A lei n.º 3/08, de 17 de junho, Lei do Processo Constitucional, introduziu na legislação angolana o Recurso Extraordinário de Inconstitucionalidade (REI), como mecanismo de tutela constitucional dos direitos, liberdades e garantias fundamentais. São objeto do REI as sentenças dos tribunais que contenham fundamentos de direito e decisões que contrariem princípios, direitos, liberdades e garantias fundamentais previstos na Lei Magna do país, assim como atos administrativos definitivos e executórios que contrariem princípios fundamentais. Este recurso tem efeito suspensivo e apenas pode ser interposto depois de prévio esgotamento, nos tribunais comuns e demais tribunais, dos recursos ordinários legalmente previstos.
O REI tem as seguintes caraterísticas: a) não é um recurso autónomo em relação à fiscalização concreta da constitucionalidade; b) não possui carácter urgente; c) é um recurso subsidiário e tem um carácter não extraordinário, apesar da sua denominação (GUERRA, 2017). O REI apresenta algumas diferenças em relação ao Recurso de Amparo de Espanha, pelas seguintes razões:
REI | Recurso de Amparo de Espanha |
Não é um recurso autónomo em relação à fiscalização concreta da constitucionalidade. É apresentado perante o Tribunal Constitucional quando exista a violação de princípios, direitos, liberdades e garantias fundamentais. | É um recurso autónomo, apresentado perante o Tribunal Constitucional quando se está perante a violação concreta e determinada de um direito fundamental
|
É um recurso subsidiário, uma vez que apenas pode ser apreciado pelo Tribunal Constitucional depois do esgotamento prévio dos recursos jurisdicionais nos tribunais de jurisdição comum | Este recurso tem um carácter subsidiário, uma vez que o Tribunal Constitucional apenas o pode conhecer e decidir após esgotamento dos recursos jurisdicionais nos tribunais de jurisdição comum. |
Não tem carácter extraordinário, apesar da sua denominação. | Tem carácter extraordinário, uma vez que apenas se pode suscitar perante o Tribunal Constitucional pretensões dirigidas a restabelecer ou preservar os direitos ou liberdades previstas na Constituição espanhola. |
O REI tem ganho uma importância cada vez maior no funcionamento do Tribunal Constitucional, como se pode verificar na estatística apresentada.

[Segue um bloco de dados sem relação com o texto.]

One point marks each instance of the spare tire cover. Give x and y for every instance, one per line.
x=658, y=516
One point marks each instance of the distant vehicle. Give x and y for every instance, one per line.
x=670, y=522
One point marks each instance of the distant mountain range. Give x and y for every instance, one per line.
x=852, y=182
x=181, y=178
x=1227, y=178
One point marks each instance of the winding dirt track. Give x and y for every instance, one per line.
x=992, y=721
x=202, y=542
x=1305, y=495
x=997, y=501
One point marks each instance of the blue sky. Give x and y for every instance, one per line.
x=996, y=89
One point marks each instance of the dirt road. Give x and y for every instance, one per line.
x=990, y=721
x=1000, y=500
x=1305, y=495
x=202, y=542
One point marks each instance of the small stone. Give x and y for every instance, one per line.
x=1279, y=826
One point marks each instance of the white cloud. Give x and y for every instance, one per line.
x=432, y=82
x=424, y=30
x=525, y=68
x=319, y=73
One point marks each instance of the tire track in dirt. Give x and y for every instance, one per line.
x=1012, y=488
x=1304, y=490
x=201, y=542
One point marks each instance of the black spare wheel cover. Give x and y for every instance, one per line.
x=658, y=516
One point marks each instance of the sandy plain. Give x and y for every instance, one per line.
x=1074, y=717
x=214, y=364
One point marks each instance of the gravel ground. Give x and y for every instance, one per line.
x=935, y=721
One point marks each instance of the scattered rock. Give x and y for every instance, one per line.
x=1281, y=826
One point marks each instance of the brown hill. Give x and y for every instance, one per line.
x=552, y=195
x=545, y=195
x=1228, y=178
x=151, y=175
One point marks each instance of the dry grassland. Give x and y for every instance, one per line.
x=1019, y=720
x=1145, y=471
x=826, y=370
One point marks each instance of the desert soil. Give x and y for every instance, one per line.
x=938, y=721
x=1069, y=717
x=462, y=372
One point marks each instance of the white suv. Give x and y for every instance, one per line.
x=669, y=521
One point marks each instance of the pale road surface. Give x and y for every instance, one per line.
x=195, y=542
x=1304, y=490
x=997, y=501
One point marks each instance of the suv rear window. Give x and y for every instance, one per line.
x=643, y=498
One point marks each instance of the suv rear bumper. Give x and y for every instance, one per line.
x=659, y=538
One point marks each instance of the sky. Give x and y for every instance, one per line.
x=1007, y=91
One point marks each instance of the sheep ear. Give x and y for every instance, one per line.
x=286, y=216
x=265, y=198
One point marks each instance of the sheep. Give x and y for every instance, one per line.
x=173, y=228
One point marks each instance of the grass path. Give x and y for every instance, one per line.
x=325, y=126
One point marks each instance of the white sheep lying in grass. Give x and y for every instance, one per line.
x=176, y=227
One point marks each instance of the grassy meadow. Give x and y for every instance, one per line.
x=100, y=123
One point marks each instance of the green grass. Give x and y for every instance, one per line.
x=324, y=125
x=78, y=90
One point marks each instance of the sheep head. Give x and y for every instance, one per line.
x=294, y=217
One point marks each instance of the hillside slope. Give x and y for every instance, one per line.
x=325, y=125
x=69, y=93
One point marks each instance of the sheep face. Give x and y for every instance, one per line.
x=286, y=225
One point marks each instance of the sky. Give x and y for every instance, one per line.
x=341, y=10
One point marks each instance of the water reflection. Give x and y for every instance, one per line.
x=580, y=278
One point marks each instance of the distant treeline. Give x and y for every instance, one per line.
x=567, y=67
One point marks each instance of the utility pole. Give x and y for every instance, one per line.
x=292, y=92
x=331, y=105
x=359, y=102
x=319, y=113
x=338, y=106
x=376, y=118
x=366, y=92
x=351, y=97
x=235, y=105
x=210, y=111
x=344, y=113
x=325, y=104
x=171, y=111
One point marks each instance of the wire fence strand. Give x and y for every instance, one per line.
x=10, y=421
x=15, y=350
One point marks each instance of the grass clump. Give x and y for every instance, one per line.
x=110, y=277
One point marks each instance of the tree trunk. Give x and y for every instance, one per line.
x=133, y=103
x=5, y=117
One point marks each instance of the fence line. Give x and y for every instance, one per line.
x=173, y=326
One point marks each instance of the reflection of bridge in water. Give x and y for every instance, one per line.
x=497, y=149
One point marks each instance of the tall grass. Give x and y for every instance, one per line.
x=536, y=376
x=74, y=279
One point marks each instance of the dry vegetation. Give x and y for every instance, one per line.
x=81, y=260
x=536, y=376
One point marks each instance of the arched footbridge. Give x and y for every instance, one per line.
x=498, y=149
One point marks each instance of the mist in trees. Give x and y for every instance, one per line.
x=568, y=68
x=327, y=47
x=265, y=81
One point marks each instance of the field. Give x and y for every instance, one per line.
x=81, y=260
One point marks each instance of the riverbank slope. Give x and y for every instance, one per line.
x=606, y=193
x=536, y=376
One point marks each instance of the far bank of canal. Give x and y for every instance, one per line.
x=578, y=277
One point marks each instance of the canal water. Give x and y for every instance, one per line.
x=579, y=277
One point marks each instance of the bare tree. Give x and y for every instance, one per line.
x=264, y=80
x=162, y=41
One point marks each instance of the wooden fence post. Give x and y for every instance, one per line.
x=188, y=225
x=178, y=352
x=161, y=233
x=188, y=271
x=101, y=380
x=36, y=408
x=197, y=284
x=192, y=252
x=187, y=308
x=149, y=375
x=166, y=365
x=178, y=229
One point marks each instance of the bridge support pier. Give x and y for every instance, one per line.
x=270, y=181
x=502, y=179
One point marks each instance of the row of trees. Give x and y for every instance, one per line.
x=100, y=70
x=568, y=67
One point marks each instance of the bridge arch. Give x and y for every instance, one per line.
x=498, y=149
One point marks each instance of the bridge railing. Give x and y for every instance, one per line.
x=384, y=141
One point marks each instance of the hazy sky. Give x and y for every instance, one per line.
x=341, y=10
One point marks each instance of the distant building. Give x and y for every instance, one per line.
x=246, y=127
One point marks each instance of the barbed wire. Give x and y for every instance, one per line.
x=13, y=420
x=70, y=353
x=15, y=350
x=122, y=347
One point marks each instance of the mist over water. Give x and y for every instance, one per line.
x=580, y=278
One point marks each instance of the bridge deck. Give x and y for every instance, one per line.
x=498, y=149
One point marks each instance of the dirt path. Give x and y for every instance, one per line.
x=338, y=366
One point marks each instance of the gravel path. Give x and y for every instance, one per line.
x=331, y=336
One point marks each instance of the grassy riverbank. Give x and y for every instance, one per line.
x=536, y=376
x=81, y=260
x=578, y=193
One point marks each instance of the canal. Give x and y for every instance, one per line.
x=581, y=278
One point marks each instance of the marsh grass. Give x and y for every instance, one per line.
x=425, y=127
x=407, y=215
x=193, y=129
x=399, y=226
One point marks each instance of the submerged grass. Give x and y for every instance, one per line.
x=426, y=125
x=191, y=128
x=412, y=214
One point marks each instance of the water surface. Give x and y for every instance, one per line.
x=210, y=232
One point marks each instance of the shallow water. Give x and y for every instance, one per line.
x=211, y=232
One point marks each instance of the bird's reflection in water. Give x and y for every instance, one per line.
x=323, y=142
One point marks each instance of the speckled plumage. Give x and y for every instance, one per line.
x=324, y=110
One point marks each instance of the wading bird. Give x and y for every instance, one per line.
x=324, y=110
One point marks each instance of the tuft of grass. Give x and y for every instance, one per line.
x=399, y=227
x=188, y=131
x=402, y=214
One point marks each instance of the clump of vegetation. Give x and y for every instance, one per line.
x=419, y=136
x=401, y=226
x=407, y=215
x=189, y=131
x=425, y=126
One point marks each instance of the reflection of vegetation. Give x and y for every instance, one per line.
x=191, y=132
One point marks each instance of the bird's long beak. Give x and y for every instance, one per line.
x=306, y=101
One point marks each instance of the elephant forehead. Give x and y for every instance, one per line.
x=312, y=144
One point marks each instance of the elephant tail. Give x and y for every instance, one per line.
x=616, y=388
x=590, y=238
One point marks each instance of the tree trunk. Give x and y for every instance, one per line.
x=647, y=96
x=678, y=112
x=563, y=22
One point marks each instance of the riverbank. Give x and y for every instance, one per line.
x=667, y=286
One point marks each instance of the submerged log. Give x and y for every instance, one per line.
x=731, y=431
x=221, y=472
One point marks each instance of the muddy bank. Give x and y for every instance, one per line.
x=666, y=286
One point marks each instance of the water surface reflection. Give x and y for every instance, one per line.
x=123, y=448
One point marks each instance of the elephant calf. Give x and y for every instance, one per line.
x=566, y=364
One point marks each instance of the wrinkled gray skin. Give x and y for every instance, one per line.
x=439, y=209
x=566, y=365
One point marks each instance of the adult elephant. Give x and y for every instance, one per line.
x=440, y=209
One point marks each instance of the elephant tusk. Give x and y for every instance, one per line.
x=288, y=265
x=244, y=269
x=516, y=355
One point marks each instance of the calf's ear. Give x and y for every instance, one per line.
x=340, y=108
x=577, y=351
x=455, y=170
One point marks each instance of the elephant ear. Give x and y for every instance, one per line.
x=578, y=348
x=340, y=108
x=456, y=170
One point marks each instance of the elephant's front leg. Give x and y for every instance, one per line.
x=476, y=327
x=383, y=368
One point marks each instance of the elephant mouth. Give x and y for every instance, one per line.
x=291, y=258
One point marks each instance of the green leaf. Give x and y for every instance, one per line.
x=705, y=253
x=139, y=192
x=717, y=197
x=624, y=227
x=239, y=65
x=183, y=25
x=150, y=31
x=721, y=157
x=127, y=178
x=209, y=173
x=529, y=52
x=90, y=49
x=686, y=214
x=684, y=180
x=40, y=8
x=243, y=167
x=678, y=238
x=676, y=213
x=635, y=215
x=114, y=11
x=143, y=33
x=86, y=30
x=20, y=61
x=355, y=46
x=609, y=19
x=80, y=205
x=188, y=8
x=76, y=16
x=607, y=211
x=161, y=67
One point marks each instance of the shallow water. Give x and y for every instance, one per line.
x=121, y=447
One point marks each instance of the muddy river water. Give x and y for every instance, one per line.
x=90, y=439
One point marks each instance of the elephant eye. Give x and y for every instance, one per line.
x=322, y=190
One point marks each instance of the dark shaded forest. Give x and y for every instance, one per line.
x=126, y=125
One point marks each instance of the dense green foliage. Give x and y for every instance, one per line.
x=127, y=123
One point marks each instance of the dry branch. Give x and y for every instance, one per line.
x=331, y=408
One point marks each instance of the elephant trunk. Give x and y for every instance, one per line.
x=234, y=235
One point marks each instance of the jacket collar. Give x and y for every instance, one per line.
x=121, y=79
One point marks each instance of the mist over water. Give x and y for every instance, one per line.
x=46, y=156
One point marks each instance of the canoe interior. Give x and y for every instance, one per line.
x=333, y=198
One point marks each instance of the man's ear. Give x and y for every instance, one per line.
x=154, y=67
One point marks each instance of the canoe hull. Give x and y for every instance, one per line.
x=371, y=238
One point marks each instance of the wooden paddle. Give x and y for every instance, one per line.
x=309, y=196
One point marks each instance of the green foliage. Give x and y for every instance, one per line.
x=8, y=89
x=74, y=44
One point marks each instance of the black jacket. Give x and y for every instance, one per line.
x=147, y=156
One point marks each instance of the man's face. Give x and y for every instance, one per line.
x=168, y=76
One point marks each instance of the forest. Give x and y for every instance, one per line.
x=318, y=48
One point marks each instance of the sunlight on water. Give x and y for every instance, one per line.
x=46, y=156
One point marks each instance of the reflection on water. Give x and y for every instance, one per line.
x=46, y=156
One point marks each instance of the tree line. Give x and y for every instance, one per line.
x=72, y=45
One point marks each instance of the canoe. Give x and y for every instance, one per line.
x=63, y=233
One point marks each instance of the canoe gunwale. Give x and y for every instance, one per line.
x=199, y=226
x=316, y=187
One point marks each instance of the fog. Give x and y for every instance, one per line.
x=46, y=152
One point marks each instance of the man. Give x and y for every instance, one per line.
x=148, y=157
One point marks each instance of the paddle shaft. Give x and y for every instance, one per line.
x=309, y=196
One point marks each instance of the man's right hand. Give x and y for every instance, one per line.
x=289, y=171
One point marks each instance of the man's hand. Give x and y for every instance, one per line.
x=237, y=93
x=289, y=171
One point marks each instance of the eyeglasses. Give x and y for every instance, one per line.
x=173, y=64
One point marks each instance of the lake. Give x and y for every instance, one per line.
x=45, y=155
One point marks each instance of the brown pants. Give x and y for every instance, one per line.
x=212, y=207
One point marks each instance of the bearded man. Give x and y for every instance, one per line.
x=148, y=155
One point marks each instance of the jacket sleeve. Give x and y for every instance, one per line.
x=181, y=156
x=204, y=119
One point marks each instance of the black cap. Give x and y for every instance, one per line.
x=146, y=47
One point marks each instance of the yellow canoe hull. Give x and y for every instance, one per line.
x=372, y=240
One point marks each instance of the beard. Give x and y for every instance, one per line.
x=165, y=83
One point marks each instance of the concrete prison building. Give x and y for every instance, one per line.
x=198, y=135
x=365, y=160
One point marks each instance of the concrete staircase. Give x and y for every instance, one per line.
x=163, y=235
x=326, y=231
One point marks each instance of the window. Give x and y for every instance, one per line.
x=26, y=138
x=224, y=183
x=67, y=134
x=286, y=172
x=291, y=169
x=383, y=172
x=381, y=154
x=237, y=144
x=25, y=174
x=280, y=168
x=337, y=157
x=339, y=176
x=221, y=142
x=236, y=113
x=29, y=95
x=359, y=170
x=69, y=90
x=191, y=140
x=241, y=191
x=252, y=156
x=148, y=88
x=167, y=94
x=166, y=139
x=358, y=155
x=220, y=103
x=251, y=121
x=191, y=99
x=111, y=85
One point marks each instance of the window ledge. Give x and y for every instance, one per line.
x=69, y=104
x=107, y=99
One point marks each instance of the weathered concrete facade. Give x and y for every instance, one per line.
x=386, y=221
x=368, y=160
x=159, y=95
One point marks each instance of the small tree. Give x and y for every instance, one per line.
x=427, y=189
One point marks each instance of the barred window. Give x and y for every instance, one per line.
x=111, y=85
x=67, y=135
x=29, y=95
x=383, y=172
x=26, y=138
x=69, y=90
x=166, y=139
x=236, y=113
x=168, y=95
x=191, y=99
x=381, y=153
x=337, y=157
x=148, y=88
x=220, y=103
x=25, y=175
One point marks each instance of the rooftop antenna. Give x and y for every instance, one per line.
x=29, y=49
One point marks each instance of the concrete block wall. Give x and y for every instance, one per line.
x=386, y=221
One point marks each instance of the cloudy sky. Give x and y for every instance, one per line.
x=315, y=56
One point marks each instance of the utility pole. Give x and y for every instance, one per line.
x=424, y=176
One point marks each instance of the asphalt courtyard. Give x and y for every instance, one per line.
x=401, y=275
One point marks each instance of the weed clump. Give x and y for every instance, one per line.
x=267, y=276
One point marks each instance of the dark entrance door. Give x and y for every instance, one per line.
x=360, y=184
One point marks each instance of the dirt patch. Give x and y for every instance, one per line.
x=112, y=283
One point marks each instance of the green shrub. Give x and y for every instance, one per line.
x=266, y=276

Fonte: Tribunal Constitucional de Angola.
Os baixos números de processos analisados em 2022 podem encontrar a sua justificação pelo facto de ter sido um ano em que se realizaram as eleições gerais, uma vez que o Tribunal Constitucional funciona como tribunal eleitoral. Os Recursos Extraordinários de Inconstitucionalidade representam, neste momento, 76,5% dos processos julgados no Tribunal Constitucional de Angola.
Bibliografia
ARAÚJO, R. C. V. (2018). Introdução ao Direito Constitucional Angolano. Luanda: CEDP/UAN.
GUERRA, R. M. (2017). O Recurso Extraordinário de Inconstitucionalidade – Problemas da Configuração do Regime e da Natureza Jurídica. Lisboa: Universidade Católica Editora.
NOVAIS, R. (2004). Os Princípios Estruturantes da República Portuguesa. Coimbra: Coimbra Editora.